Suppose we want to assign sizes to uncertain events, but we also want those sizes to behave like honest mathematics. If an event is split into disjoint alternatives, the size of the whole should be the sum of the sizes of the alternatives. If an event is certain, its size should be $1$. If the sample space is continuous, such as the interval $[0,1]$, the same language should still describe events like $[0,1/2]$, countable unions of intervals, and limiting events that arise from repeated observations. A probability measure is the device that makes all of this possible.
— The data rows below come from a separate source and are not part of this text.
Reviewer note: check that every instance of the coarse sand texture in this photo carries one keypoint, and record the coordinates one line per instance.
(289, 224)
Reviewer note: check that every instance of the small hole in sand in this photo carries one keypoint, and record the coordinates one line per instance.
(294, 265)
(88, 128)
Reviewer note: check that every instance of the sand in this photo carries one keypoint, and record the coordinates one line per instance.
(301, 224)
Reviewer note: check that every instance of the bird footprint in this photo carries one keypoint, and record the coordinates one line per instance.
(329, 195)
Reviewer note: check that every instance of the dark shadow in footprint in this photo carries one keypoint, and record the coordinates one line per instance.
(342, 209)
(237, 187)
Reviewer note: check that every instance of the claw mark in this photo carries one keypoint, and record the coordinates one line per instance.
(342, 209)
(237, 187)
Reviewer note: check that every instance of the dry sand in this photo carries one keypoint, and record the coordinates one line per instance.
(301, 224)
The first obstruction is that not every subset of a sample space can always be assigned a consistent probability. In finite probability this issue is hidden, because every subset can be listed and counted. On an uncountable space, the attempt to assign lengths to all subsets while preserving countable additivity conflicts with the set-theoretic structure of the real line. The modern solution is to separate the sample space from the collection of events whose probabilities are being assigned.
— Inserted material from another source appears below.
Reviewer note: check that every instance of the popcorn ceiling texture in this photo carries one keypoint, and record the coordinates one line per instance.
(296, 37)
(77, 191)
[example: Why Events Need a Sigma Algebra]
Let $\Omega=[0,1]$. Start with the open subintervals of $[0,1]$, and close them under complements in $\Omega$ and countable unions; the resulting collection is the Borel sigma algebra $\mathcal{B}([0,1])$. Because a sigma algebra is also closed under countable intersections, intervals such as $[a,b]$ are Borel: for $0\le a\le b\le 1$,
\begin{align*}
[a,b]=(a,1]\cap[0,b)
\end{align*}
where $(a,1]=\Omega\setminus[0,a]$ and $[0,b]=\Omega\setminus(b,1]$, and these sets are obtained from open intervals by complements and countable unions.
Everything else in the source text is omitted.